Except, I felt kind of… angsty. Jittery.
I’d an hour-long bus journey to stare out of the window at the hills and sea, heading to a beach armed with cherries and fizzy water where I sat on the pashmina that has travelled the world with me for the past ten years (!), crossed legged and sleepy, looking out at the view under the guise of sunbathing and sucking the fruit from the stalk one by one, staying very still for what – an hour? Two?
It was only when I did fuck all that I noted, with some amusement, that I am utterly unpractised at it.
I do not know how to do nothing.
Since I figured that much out, it has become almost a game to me. How much can I not do? I’ve walked, aimlessly and without point, to churches and gelatarias and large bodies of water. I sat in a bar for an entire morning, sipping at a drink slowly until the ice had melted away completely, writing, because I wanted to write. Oh, to write and keep writing! I ran a bath, once, too, laced with baby oil and jasmin, and for seven minutes sweated in the tub before pulling the plug and declaring, out loud, actually, THAT IS NOT WHAT I WANT.
It’s utterly hilarious to me that by doing less, I feel like… more.
One lunchtime, as I was busy doing fuck all and exactly what I chose with equal measure, I stumbled upon a sign offering free wifi and a “worker’s lunch” for €12, and so me, myself, and I had an internal conference wherein we decided that yes, a three-course meal with wine and coffee was exactly what we wanted to spend two hours in the middle of the day doing.
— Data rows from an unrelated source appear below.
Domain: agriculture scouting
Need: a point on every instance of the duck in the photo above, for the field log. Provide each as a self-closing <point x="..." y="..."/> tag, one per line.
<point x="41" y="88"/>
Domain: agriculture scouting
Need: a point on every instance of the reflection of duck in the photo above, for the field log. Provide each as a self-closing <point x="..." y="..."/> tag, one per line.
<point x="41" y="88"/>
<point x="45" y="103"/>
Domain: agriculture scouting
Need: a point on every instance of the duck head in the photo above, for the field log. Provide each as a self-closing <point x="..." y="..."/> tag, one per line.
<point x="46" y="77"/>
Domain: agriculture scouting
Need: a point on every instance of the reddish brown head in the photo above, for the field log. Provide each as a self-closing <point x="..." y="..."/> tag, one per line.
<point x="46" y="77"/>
The man behind the bar read me the menu from where it had been scrawled on a post-it, and I told him I’d have whatever he thought was good. I asked him about how to get online, and he laughed and said there was no Internet - to just eat my food and not be an asshole.
Which was a fair point, really.
So that’s what I did. Watched people come and go, at my salmon penne pasta and grilled vegetables and whole fresh-that-morning fish, accompanied by red wine and black coffee and a tiramisu to finish.
I did absolutely nothing but focus on the delicious, incredible process of fork-to-mouth, and I mean yeah, I might’ve been a little drunk by this point but I swear to God before I left my eyes started to well up a little – I got legitimately choked up – because it felt like the tiniest glimpse into something I can’t wait to find out more about.
This, I thought to myself. This is what it feels like to live well. This is what it feels like not to plan.